Fuga nel regno del cinema
"Il cinema è dominato da vecchie idee; schiacciato dal potere della televisione rischia di diventare elitario. Io credo fortemente nella rivendicazione della forma e nel primato dell'immagine.". Basterebbero queste due righe, fedele trascrizione di un concetto che Marco Bellocchio ha espresso con chiarezza esemplare durante l'incontro con la stampa di presentazione del film, per raccontare il suo Il regista di matrimoni.
E invece no, pensandoci bene non bastano queste parole. Non rappresentano pienamente il giusto tributo ad una pellicola di esemplare bellezza e di enorme valore teorico ed estetico; uno dei film più compiuti di un autore pieno, un outsider lucidissimo del nostro pazzo e disperato cinema italiano. Il regista di matrimoni è contemporaneamente la messa in atto coerente e riuscita del concetto espresso in apertura, quanto un poderoso sguardo sulla realtà attraverso una sintesi contenutistico-formale astratta, visionaria, esaltante. È l'approdo del cinema di Bellocchio, il raggiungimento di una consapevolezza estetica sorprendente e probabilmente definitiva. Un grido di allarme potente e rabbioso, evocativo ed onirico sull'inferno di una quotidianità nulla, irraccontabile ed irraggiungibile.

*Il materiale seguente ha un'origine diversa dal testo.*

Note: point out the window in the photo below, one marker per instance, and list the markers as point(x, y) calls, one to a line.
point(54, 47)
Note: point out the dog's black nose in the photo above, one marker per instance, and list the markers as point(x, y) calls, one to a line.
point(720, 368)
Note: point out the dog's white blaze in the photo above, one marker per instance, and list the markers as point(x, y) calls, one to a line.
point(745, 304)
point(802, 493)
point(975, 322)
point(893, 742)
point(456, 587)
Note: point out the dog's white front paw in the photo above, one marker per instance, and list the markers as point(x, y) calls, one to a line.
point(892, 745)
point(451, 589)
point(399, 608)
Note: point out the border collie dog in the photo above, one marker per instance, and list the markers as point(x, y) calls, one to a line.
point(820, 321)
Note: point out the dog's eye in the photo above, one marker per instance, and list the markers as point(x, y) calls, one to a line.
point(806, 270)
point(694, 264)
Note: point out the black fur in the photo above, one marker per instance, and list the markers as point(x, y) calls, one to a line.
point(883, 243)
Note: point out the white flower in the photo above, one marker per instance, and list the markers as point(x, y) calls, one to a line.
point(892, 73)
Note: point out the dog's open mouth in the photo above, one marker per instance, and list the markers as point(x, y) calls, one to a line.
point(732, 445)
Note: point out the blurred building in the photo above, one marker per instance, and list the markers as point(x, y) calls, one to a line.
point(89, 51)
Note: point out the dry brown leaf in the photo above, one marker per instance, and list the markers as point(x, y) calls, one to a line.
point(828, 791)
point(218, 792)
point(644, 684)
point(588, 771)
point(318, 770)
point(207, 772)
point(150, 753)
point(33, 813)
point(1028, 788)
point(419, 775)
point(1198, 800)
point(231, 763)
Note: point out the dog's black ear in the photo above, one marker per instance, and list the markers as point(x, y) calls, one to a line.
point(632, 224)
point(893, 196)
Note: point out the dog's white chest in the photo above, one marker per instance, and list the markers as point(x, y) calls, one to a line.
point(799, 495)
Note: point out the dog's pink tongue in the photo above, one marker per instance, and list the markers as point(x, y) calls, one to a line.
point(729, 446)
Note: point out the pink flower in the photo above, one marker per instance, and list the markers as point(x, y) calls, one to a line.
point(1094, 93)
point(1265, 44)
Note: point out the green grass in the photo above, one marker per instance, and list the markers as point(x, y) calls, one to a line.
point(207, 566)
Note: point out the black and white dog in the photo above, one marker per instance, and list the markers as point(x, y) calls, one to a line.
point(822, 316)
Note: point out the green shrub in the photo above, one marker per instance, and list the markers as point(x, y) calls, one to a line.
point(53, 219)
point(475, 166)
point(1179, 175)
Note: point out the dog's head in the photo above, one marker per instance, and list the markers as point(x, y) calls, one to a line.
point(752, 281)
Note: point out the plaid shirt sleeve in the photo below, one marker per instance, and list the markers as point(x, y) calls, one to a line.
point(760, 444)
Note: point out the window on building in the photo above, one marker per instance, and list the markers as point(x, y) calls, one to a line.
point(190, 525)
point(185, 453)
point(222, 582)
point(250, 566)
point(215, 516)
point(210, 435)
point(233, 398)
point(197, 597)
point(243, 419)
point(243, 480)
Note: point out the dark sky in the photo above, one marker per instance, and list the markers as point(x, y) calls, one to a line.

C'è un uomo in crisi. Si chiama Franco Elica (Sergio Castellitto) ed è un artista: un regista segnato dalle sue scelte, da un rapporto smarrito con la figlia e dalla perdita di senso del vivere. Il suo adattamento dei Promessi Sposi è in pre-produzione, ma su di lui incombono accuse di violenza sessuale e una chiara aria di boicottaggio. È tempo di fuga in Sicilia. Un matrimonio su una spiaggia sarà il punto di partenza di una rinascita, il motivo per rimettersi in discussione, mentre un suo collega regista, ossessionato dai premi, si finge morto - perché in questo Paese comandano i morti - per ottenere il suo agognato David di Michelangelo (il Donatello meta-cinematografico di Bellocchio). Intanto un principe alla ricerca dell'antico status perduto gli commissiona la regia del matrimonio d'interesse di sua figlia Bona di cui Franco si innamorerà.
Fotografato splendidamente da Pasquale Mari ed avventurosamente musicato da Riccardo Giagni (da applausi il pregnante connubio tra l'inquietante commento sonoro e il repertorio classico e contemporaneo) il film vive su una straordinaria dimensione altra garantita dal potere di una messa in scena affilatissima e dal sensazionale montaggio sospeso di Francesca Calvelli (una gigante assoluta, la Thelma Schoonmaker italiana). Bellocchio filma con irruenza e trasporto un'Italia patetica, reazionaria e provinciale, rifiutando qualsiasi didascalismo o banalità ed indagando una crisi con il linguaggio della crisi, integrando forme e contenuti con una lucidità ragguardevole. Il cinema diviene così il mezzo attraverso il quale il regista italiano prende una posizione di straordinaria intransigenza. Filmando ed indagando la soglia tra il visibile e l'invisibile cinematografico, tra il fuoco ed il fuori fuoco, tra il sogno e la realtà, Bellocchio restituisce alla visione quello scarto fondamentale che rende ancora unica l'esperienza cinematografica. Ma è solo una fuga irreversibile, ad occhi chiusi ben spalancati.